The threat of disruptive social unrest remains elevated in India and Chile, following protests in their respective capitals in recent weeks, with the demonstrations in Delhi descending into violence. Meanwhile in Russia, despite President Putin appearing to use the distraction of the Covid-19 outbreak to pass controversial constitutional amendments, mass-protests are unlikely, with large gatherings having been banned on the alleged basis of public health concerns.
A high level of government instability will endure in Sudan and Afghanistan, accompanied by the threat of political violence, while there is also a degree of political paralysis in Israel, Ireland, Slovakia and Guyana, with no clear way forward following recent inconclusive elections.

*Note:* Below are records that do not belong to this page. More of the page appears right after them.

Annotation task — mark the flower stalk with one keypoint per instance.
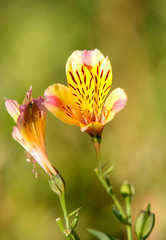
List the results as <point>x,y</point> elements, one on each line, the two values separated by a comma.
<point>57,185</point>
<point>105,181</point>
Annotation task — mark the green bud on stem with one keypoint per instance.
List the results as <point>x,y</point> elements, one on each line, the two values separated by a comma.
<point>127,190</point>
<point>144,223</point>
<point>57,184</point>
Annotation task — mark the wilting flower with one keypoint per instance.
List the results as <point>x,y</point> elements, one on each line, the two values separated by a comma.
<point>82,103</point>
<point>30,130</point>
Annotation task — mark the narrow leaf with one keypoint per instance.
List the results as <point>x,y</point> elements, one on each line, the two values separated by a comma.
<point>101,235</point>
<point>118,215</point>
<point>74,212</point>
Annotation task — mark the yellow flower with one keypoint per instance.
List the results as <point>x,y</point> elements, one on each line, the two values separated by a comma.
<point>30,130</point>
<point>83,102</point>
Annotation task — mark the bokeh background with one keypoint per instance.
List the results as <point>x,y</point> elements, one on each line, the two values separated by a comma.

In Lebanon and South Africa, economic strain fuels public dissatisfaction and adds to the uncertain environment faced by foreign investors, while in the US, the domestic semiconductors industry may become the next victim of trade and technology-related tensions with China.
There have been some more positive developments as well, with the abolition of strict cotton production quotas in Uzbekistan marking an important step in ending forced labour in the country. Despite a recent rocket attack by an Iranian-backed militia on US forces in Iraq, both sides have demonstrated a sustained interest in avoiding a re-escalation of tensions, in part due to the distraction of dealing with the coronavirus outbreak.